The decentralized finance protocol CrossCurve recently announced that its cross-chain bridge has been targeted in a cyber attack, resulting in an estimated $3 million being exploited across multiple networks.

In a statement posted on X, CrossCurve revealed that the attack was carried out by exploiting a vulnerability in one of its smart contracts.

The team urged all users to refrain from interacting with CrossCurve until the investigation is completed.

According to Defimon Alerts, a blockchain security firm, the attack affected several networks and resulted in a loss of around $3 million. The exploit involved tricking one of CrossCurve’s smart contracts into unlocking tokens without proper validation.

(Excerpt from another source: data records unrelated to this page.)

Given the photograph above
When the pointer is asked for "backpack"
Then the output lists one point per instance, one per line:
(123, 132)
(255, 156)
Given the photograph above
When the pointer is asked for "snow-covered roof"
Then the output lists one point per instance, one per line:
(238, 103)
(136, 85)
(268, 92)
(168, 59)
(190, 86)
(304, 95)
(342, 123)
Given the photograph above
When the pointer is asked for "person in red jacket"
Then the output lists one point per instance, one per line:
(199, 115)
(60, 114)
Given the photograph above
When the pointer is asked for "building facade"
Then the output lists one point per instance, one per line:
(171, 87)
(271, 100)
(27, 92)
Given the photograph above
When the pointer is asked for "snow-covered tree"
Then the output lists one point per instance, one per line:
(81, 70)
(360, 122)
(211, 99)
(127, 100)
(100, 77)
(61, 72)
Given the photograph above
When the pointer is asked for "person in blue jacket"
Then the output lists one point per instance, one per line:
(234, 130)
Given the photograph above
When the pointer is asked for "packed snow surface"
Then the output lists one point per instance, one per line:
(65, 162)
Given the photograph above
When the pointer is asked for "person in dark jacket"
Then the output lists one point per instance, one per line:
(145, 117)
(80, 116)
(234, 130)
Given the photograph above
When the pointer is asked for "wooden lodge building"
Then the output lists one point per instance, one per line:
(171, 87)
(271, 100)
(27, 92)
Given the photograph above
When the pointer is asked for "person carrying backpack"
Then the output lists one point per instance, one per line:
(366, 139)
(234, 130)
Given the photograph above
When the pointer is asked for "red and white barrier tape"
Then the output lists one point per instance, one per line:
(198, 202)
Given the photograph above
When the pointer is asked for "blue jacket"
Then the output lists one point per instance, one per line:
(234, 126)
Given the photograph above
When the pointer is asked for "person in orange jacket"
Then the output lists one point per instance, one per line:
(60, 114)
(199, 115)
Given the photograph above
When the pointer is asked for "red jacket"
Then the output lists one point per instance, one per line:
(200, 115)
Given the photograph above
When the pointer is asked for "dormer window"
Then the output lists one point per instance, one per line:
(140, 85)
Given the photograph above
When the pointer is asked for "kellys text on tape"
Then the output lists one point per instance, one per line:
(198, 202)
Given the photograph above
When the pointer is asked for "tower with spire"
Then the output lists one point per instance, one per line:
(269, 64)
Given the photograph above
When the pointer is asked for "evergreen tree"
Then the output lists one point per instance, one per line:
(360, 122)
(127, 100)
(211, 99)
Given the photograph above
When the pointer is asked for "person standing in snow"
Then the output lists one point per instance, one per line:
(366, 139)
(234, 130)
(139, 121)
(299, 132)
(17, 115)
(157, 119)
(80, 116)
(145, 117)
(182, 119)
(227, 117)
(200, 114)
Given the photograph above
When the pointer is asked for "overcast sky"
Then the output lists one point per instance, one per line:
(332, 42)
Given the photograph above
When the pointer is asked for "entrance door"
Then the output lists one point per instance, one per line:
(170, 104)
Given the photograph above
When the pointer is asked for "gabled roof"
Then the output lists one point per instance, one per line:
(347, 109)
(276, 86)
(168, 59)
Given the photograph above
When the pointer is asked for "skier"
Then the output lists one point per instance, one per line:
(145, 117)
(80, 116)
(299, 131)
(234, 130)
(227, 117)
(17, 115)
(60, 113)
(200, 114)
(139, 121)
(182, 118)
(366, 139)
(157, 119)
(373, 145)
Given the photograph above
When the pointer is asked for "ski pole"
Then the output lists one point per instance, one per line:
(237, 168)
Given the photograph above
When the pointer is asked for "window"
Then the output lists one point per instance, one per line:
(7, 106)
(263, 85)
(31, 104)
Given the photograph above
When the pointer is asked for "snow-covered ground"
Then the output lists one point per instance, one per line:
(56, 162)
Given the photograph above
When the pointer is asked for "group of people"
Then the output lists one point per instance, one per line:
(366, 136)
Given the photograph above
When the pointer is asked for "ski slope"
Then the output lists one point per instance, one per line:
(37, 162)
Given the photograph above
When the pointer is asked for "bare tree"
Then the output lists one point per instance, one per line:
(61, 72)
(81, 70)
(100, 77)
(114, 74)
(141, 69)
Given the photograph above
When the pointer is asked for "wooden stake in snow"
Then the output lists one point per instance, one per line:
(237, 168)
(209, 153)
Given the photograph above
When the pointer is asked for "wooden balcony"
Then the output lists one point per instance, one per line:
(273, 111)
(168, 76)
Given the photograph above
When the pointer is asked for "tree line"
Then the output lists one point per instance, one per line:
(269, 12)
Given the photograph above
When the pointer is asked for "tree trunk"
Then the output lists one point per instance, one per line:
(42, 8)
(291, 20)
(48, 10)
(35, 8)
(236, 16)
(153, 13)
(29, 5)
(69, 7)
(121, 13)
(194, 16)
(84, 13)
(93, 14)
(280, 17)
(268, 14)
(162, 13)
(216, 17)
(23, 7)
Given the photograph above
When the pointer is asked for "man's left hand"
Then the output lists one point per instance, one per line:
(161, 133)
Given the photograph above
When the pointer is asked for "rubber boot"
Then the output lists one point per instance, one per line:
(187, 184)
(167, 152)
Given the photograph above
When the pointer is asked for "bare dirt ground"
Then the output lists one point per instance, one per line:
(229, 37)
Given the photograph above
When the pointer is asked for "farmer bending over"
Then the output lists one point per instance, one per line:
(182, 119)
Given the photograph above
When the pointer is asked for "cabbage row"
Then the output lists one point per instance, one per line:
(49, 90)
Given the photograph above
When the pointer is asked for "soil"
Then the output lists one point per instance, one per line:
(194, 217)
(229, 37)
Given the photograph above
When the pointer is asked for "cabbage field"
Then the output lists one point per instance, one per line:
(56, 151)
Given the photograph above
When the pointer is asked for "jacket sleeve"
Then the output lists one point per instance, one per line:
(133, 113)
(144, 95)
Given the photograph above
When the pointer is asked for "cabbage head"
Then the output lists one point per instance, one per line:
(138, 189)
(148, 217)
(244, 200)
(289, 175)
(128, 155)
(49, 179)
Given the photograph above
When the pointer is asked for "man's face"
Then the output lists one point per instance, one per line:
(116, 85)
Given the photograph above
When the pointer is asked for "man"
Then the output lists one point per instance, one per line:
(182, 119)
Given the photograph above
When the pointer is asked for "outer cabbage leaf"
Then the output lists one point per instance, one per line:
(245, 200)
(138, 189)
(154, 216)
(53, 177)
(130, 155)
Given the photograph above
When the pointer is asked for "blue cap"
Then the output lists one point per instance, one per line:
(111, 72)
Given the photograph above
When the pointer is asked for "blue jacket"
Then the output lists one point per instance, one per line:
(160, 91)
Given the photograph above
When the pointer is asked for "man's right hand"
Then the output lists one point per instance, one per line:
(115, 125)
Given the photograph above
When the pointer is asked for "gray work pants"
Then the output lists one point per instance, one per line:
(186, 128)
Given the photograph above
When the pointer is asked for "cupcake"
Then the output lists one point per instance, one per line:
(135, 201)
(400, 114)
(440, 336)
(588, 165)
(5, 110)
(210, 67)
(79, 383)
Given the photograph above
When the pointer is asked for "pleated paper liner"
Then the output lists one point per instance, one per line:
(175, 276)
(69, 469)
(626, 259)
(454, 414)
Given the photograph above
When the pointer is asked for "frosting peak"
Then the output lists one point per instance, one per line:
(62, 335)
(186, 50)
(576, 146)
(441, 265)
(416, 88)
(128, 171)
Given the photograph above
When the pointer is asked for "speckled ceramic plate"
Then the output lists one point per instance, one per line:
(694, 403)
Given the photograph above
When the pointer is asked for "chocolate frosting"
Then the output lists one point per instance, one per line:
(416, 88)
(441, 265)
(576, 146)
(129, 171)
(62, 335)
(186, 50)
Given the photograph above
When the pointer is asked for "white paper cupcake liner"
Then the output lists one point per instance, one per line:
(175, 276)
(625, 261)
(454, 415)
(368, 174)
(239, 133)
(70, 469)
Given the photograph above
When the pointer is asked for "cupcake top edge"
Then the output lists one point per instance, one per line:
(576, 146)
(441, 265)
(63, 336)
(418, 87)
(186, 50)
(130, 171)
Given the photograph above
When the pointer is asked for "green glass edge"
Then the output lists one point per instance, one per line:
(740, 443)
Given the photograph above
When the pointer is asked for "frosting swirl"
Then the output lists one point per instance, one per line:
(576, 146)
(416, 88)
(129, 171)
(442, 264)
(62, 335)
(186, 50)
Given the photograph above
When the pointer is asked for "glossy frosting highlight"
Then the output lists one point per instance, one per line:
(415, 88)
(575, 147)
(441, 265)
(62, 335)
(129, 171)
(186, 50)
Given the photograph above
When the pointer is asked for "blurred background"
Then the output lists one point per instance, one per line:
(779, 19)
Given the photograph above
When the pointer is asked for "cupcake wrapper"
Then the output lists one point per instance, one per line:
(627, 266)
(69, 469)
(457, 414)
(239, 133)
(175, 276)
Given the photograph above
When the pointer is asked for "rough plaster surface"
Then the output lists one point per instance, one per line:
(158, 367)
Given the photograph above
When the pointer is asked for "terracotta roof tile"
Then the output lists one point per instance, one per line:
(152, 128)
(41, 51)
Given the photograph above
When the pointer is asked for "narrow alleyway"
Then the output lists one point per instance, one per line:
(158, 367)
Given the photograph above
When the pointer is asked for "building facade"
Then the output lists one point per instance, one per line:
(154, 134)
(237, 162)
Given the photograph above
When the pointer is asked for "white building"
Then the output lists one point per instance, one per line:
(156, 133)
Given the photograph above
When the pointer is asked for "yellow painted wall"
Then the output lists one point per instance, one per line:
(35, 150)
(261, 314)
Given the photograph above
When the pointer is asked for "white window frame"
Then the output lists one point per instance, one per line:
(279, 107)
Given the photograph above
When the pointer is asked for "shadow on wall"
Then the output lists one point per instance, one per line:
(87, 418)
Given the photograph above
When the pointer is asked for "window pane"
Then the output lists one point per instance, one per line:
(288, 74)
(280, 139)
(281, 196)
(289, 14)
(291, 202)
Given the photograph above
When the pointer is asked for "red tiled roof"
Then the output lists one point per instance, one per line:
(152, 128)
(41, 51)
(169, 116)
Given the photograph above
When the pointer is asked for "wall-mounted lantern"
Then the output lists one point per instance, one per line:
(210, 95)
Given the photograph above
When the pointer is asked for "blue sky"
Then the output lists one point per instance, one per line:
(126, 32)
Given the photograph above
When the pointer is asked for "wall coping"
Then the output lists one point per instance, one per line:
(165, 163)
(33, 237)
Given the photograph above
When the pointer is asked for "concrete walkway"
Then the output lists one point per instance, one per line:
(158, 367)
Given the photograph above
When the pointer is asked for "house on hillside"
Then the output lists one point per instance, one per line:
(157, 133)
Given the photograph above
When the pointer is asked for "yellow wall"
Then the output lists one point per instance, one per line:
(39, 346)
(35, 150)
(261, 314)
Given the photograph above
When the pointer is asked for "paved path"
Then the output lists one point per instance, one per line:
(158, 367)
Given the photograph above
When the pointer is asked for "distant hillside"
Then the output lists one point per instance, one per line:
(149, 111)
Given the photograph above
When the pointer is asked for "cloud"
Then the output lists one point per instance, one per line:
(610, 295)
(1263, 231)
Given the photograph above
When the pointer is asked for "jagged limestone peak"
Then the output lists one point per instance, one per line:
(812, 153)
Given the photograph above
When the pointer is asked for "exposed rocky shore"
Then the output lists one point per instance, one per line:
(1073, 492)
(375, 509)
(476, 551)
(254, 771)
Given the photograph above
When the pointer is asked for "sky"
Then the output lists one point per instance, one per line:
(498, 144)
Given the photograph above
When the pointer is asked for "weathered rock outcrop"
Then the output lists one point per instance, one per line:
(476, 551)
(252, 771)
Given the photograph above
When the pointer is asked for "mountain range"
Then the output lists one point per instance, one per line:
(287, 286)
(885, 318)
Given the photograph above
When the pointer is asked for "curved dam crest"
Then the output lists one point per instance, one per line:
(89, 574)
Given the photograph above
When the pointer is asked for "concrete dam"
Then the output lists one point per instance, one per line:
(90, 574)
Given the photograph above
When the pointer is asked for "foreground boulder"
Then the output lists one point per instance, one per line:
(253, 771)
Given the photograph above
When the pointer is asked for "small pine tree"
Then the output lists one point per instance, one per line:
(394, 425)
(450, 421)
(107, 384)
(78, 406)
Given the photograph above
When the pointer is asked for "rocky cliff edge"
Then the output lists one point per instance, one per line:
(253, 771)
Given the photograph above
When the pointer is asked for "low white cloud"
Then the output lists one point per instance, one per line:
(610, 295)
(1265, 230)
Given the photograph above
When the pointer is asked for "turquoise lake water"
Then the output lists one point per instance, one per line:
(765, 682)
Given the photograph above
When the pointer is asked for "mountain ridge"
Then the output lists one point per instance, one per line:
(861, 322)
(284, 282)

Defimon Alerts explained that the exploit was possible because the smart contract allowed anyone to send a fake cross-chain message, bypassing the necessary checks.

As a precaution, Curve Finance, a partner of CrossCurve, advised users who have allocated funds to CrossCurve pools to review their positions and consider removing their votes.

The incident serves as a reminder for all participants in the web 3.0 ecosystem to remain vigilant and carefully assess the risks when engaging with third-party projects.

CrossCurve offers a 10% reward for returning funds within 72 hours

In an effort to reach the perpetrator, CrossCurve CEO Boris Povar disclosed 10 addresses that received tokens from the exploit and promised a reward if the tokens were returned within 72 hours.

“These tokens were taken from users due to a smart contract exploit. We do not believe this was intentional and there is no evidence of malicious intent,” Povar stated. “We hope for your cooperation in returning the funds.”

Povar is offering up to a 10% bounty if the funds are returned within the allotted time frame.

“If the funds are not returned or we do not receive any communication within 72 hours, we will assume malicious intent and take legal action,” he warned.

Povar also mentioned that CrossCurve is willing to collaborate with law enforcement, pursue civil lawsuits to recover damages, and work with authorities and other cryptocurrency projects to freeze assets if the funds are not returned.